The Sea Otter
We live in a wild world. Today we are visiting the Pacific Coast of North America to sneak a peek at the playful and lovable sea otter. Let’s take a dive into the nature of this furry fellow.
It Otter Be…
There are 13 species of sea otters living in both fresh and salt water around the world. They have short brown to reddish-brown fur, with a small head and short limbs. They have sharp teeth and webbed feet with retractable claws on their front paws, and all of the species sport strong muscular tails that help them swim and dive.
The largest sea otter is the Giant Otter which can be found around the Amazon river. This guy can weigh up to 100 pounds (45.5 kg) and grow up to 7 feet (2.1 m) in length. The smallest otter is found from India to China and is called the Asian Small Clawed Otter. It’s considerably smaller at 11 pounds (5 kg) and is 3 feet (0.9 m) in length. All sea otters love the water and spend most of their lives in it.
Wild World Fact…
…sea otters have the densest fur of all animals – with 100,000 hairs per square centimeter – this is needed as the otter doesn’t have an extra layer of body fat to keep it warm.
The Seafood Diet
Otters not only love to eat they need to eat 25-40 percent of their own body weight just to stay warm. They consume approximately 100 different species of sea life including, crabs, mussels, squid and fish.
The otter hunts using sight and touch, plus it’s powerful swimming skills. It can also hold its breath up to six minutes. This fellow is also an excellent diver and will turn over large rocks in its quest for food. Once it has found a tasty morsel it will grab it with its front paws and bring it to the surface to eat, sometimes using it’s chest as a dining table.

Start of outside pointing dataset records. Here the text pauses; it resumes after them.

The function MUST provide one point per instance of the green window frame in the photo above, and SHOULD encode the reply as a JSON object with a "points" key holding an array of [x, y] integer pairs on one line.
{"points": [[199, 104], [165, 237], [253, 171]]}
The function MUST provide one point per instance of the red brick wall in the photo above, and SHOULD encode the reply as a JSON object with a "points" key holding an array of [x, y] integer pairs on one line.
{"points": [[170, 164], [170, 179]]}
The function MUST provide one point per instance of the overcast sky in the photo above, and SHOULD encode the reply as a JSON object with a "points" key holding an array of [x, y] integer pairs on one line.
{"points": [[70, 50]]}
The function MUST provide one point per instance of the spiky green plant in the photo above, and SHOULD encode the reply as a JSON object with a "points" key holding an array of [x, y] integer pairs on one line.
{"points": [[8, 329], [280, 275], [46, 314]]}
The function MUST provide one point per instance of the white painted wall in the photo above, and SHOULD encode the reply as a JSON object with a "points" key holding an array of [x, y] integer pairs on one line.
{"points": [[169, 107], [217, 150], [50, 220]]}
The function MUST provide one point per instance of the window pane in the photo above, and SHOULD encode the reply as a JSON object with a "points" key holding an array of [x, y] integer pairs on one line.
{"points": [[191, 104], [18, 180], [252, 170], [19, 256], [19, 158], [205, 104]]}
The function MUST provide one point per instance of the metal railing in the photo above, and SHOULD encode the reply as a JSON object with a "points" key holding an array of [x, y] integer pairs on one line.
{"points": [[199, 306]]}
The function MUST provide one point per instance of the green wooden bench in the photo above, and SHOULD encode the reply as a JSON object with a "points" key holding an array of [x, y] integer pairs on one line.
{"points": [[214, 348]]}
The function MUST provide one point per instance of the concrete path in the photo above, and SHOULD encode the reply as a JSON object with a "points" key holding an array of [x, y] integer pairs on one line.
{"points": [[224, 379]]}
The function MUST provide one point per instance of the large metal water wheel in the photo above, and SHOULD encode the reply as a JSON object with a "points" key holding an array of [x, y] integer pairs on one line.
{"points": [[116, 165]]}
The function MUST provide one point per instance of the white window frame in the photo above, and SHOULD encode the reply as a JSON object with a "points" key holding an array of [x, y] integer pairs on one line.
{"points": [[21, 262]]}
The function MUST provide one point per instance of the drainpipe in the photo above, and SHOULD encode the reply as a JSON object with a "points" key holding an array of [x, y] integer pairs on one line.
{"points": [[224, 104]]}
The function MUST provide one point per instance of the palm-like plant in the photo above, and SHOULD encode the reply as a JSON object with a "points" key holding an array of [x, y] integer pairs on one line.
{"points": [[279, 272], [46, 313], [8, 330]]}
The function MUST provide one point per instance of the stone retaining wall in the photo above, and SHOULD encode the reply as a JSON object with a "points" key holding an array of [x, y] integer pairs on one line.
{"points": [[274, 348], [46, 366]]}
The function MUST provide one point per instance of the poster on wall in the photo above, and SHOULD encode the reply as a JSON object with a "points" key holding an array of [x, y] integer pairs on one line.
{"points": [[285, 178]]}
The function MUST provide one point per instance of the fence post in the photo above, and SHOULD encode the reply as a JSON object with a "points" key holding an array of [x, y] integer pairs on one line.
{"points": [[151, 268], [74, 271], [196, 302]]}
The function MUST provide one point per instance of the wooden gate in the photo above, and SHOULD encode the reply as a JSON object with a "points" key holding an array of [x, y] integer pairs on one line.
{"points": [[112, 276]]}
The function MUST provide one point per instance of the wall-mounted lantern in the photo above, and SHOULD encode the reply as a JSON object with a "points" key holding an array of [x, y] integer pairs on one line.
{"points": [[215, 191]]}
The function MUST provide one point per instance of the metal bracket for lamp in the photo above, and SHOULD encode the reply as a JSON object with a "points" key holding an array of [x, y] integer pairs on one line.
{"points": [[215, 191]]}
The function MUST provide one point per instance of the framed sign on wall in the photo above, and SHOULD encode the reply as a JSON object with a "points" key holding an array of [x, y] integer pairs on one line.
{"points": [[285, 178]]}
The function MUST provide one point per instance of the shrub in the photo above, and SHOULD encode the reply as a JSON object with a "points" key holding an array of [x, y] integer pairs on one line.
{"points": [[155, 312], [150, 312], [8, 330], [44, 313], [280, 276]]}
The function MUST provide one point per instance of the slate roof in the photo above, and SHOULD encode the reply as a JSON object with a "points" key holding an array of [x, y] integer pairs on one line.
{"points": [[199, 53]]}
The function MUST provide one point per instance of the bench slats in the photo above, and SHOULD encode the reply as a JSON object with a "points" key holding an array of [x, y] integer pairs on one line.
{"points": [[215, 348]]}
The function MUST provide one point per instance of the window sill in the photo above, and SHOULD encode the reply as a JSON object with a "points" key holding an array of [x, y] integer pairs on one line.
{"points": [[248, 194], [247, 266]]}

The otter is one of the few animals that uses a tool - a rock makes a good hammer to crack open the tough shell of a mussel or crab.
It’s Sleepy Time
Since otters like to spend most of their time in the water, it’s only natural they would also adapt themselves to sleeping in it. The otter floats on it’s back with it’s head and feet stuck up in the air. The otter has also been known to find a kelp bed and roll itself around and around in a big leaf of sea kelp. This is the perfect “life-preserver” for the otter and keeps it from floating off.
Another way the otter sleeps is to clasp hands with a fellow sleepy otter, together they float and rest. A group of otters called a “raft” will cling to each other (front paws clasped) to rest and stay safe in bunches of 10 to as many as 100o individuals.
Wild World Fact…
…when sea otters form a raft the individual otters are usually all male or all female.